Modal is led by co-founders Erik Bernhardsson and Akshat Bubna, who serve as chief executive and chief technology officer, respectively. They say that the company’s revenue has grown tremendously in the time that has passed since it last secured funding.
“The last six months have been driving everything,” Bernhardsson told Reuters, citing the rapid enterprise adoption of AI coding tools like Anthropic PBC’s Claude Code. He said the company’s client base is extensive, and includes everything from biotechnology firms to hedge funds and even weather forecasting startups.
Modal doesn’t own the underlying servers it rents out to clients, but instead makes use of third-party providers, renting capacity in bulk. Bernhardsson said the demand for compute capacity has made it difficult to secure enough infrastructure to meet his customer’s needs, and also resulted in a spike in infrastructure costs.

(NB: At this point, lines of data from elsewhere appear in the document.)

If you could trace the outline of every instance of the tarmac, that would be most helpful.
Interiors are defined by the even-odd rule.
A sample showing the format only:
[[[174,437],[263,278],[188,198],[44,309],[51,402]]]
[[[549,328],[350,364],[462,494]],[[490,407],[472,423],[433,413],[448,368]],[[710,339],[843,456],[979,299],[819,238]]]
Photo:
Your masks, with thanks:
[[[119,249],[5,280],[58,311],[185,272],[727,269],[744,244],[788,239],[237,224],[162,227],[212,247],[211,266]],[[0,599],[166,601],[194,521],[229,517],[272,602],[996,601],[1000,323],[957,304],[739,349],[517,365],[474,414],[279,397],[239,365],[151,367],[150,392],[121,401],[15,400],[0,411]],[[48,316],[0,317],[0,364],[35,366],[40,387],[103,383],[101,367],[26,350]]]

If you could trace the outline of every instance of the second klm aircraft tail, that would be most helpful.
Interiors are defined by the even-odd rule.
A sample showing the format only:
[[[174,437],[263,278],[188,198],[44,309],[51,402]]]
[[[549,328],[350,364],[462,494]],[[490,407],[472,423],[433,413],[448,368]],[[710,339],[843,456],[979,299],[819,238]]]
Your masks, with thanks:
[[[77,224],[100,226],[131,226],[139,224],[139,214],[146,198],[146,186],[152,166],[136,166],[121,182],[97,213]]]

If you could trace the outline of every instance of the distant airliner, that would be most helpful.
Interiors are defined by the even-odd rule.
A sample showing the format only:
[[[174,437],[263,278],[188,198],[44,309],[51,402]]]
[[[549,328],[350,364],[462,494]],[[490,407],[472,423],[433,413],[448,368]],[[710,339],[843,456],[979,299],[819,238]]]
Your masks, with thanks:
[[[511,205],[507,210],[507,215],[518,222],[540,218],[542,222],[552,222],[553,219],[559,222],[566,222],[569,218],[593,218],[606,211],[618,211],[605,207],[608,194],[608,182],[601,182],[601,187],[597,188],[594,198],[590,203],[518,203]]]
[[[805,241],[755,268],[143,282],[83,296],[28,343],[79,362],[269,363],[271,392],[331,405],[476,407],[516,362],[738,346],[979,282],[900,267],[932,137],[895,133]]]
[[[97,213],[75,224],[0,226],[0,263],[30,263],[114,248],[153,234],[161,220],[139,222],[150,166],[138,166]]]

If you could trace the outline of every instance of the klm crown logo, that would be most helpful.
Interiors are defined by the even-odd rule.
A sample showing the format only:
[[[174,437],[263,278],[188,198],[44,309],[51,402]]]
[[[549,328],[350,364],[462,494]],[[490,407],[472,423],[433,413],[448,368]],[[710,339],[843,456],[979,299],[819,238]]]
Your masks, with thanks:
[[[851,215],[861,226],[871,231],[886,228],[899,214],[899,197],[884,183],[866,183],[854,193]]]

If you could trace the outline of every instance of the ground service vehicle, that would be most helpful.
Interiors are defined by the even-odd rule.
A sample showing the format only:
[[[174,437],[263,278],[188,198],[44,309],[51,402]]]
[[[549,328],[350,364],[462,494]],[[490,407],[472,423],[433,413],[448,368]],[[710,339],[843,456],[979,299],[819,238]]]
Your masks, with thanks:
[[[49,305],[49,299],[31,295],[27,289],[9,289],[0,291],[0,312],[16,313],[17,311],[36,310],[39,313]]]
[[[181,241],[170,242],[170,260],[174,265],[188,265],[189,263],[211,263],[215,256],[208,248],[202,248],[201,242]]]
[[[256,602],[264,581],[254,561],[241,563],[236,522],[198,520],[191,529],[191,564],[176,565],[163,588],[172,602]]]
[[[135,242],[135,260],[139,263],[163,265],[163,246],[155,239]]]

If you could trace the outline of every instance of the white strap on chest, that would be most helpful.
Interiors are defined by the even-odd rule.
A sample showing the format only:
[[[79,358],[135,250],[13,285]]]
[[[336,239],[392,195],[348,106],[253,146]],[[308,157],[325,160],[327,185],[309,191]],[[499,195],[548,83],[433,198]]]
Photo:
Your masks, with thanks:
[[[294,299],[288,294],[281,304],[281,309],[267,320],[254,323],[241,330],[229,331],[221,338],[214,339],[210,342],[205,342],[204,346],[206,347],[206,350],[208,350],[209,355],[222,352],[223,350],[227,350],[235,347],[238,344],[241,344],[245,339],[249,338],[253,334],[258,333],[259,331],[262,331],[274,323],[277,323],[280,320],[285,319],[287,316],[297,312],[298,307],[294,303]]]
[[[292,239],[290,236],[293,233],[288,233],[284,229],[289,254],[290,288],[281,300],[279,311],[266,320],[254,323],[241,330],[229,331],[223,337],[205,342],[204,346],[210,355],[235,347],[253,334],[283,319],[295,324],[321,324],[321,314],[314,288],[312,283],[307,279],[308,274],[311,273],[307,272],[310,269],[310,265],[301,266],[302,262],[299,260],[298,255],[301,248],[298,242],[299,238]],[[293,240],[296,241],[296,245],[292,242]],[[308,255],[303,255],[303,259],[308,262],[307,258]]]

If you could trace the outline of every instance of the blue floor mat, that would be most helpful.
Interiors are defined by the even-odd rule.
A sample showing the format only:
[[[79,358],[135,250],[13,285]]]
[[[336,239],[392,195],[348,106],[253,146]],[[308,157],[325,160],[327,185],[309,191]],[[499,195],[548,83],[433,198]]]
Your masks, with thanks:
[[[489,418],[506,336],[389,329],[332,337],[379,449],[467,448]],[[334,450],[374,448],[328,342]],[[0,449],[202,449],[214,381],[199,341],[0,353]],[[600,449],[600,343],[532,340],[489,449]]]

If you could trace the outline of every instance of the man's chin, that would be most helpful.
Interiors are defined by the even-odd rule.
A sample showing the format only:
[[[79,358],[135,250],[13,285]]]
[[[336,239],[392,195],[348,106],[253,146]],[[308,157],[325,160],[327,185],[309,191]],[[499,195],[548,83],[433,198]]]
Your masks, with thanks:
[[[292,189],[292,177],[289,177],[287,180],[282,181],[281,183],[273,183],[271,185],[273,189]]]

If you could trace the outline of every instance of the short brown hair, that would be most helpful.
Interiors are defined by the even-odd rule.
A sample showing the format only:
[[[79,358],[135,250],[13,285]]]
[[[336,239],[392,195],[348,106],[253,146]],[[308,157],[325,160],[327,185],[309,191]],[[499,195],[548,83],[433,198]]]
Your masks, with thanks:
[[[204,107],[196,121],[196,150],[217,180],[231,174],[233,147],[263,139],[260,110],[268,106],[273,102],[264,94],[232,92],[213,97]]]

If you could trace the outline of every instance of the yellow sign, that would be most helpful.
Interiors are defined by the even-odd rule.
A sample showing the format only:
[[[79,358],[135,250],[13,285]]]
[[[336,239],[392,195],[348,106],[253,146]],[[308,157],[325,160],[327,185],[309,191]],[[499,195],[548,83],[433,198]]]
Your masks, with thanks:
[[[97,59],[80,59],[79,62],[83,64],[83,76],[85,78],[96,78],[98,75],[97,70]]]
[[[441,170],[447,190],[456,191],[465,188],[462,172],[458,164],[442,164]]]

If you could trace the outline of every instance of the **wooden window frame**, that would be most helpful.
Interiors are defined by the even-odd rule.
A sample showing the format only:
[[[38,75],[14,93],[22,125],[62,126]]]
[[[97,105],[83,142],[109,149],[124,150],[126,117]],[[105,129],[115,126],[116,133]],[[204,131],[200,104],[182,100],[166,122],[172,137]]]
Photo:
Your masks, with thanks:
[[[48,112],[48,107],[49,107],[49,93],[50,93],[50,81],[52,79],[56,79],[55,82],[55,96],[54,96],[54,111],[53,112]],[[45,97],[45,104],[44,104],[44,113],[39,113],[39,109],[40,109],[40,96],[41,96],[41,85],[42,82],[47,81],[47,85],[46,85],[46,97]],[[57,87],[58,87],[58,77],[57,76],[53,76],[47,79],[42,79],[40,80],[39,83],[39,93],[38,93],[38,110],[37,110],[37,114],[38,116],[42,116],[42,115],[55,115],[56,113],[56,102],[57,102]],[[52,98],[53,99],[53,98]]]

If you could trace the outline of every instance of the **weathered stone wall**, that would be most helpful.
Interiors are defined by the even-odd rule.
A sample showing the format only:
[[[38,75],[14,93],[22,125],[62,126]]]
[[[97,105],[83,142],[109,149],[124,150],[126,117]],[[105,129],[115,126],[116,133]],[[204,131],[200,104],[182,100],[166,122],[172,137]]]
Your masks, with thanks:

However, the company has cast a wide net for compute partners, and now works with 13 infrastructure firms, up from just five before. He said the company now relies on compute from a number of infrastructure providers that he’d never even heard of until a few months earlier.
Bernhardsson’s efforts have paid off, though, for Modal has some serious momentum behind it. It’s now generating about $300 million in annual revenue, up from just $60 million in September, he said.
The latest funding round came via two separate tranches. The first group of investors backed the company at a valuation of $2.5 billion, only for a second tranche of investors to emerge that pushed its value up even further.